Why a Dose Of Danger May Actually Keep Kids Safe
Let your kids run free, I say, at least to some extent. Their growing bodies desperately need it. Of course, this is easy for me to say, because my own children seem hardwired to be careful. In my house, throwing caution to the wind means running around the backyard with minimal supervision, but knowing full well that my kids won't scale a 10-foot fence or go scavenging through the backyard brush with a kitchen knife. But even if you have a child who is destined to compete in the X Games, even if you have the kid who finds himself in precarious situations at every turn and has to Houdini himself out of them, sometimes stopping at the doctor's office for a handful of stitches along the way, restricting play is often the greater evil.

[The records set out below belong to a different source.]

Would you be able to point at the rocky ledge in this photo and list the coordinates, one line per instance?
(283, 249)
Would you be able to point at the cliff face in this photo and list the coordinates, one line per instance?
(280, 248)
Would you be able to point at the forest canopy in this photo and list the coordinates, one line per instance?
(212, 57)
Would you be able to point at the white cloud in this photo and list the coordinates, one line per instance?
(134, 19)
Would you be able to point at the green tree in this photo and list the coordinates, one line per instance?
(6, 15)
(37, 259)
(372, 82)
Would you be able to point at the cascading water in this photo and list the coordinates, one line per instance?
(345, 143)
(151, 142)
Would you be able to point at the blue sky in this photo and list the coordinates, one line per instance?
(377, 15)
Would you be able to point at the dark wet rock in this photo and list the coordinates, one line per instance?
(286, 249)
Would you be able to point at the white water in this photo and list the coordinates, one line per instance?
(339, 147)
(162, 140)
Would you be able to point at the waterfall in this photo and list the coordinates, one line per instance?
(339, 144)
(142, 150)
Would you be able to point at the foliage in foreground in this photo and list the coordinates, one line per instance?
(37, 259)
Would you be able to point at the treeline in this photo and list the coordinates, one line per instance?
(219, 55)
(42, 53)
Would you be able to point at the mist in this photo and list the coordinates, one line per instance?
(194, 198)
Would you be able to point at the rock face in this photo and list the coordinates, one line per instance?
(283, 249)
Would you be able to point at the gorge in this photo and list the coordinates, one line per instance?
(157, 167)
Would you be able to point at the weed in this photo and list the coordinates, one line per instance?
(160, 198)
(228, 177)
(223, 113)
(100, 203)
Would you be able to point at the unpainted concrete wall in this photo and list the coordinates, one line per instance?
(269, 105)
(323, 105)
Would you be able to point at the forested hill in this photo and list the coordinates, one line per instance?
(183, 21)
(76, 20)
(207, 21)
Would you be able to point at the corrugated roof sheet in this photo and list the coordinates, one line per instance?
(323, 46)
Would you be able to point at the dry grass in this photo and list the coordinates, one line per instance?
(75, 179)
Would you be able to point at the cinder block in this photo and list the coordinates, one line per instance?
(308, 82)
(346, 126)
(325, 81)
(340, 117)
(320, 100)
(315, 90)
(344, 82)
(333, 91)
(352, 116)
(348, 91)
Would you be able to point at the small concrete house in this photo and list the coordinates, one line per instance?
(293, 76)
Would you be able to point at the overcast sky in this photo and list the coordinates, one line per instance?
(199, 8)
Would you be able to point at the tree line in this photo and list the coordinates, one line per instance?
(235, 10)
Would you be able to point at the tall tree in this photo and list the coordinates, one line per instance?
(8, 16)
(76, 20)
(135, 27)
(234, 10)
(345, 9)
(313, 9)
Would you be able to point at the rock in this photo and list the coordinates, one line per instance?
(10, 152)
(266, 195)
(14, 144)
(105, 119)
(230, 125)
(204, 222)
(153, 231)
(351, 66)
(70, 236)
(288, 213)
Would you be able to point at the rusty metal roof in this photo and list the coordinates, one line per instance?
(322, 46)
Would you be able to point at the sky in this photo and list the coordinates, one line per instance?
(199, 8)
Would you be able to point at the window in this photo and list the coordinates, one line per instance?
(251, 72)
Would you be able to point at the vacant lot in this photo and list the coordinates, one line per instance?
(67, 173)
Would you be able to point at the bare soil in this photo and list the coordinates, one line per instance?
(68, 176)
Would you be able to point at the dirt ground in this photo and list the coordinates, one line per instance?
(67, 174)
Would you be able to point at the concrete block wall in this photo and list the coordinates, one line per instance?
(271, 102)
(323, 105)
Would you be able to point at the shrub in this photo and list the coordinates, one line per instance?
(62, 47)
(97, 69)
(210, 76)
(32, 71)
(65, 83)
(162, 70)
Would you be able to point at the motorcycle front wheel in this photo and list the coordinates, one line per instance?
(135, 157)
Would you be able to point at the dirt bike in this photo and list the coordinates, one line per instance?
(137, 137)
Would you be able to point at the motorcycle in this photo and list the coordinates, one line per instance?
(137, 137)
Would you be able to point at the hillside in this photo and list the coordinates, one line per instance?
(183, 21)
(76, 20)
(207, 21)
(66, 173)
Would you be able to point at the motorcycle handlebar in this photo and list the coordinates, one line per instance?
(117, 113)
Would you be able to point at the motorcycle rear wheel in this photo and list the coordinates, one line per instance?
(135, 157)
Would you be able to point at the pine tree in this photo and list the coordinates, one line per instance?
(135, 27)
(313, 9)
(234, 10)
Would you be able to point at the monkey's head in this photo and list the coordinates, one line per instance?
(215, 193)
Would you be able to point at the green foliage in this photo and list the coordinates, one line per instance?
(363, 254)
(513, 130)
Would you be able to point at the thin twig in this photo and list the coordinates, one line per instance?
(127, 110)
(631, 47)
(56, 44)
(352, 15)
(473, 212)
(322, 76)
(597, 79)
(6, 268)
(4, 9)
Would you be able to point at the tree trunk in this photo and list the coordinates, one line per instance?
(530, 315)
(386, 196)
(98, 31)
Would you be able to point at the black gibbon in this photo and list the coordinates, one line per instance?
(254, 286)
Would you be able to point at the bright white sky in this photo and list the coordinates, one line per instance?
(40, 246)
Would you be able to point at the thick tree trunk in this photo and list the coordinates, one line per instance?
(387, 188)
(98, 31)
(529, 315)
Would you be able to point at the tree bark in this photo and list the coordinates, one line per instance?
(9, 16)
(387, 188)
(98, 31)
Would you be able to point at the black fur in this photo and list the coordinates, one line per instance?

If you try too hard to limit risk, then that often translates into limiting play, and this can have dire repercussions on the developing body.
There are emotional consequences of being too risk-averse, as well. If you don't encourage your child's free play and exploration, then the brain will develop differently. We know that children whose parents swoop in to save them grow up to be people who continuously need their parents to swoop. The millennial generation—kids born after 1980—are notorious for having limited social skills, not just in their ability to pick up the phone instead of text, but also in their coping mechanisms. If our children don't learn to fly (or, more aptly, if they don't learn that they can't fly the same way we all learned it: by trying to jump off a chair and getting nowhere), then they cannot be expected to take emotional leaps in life.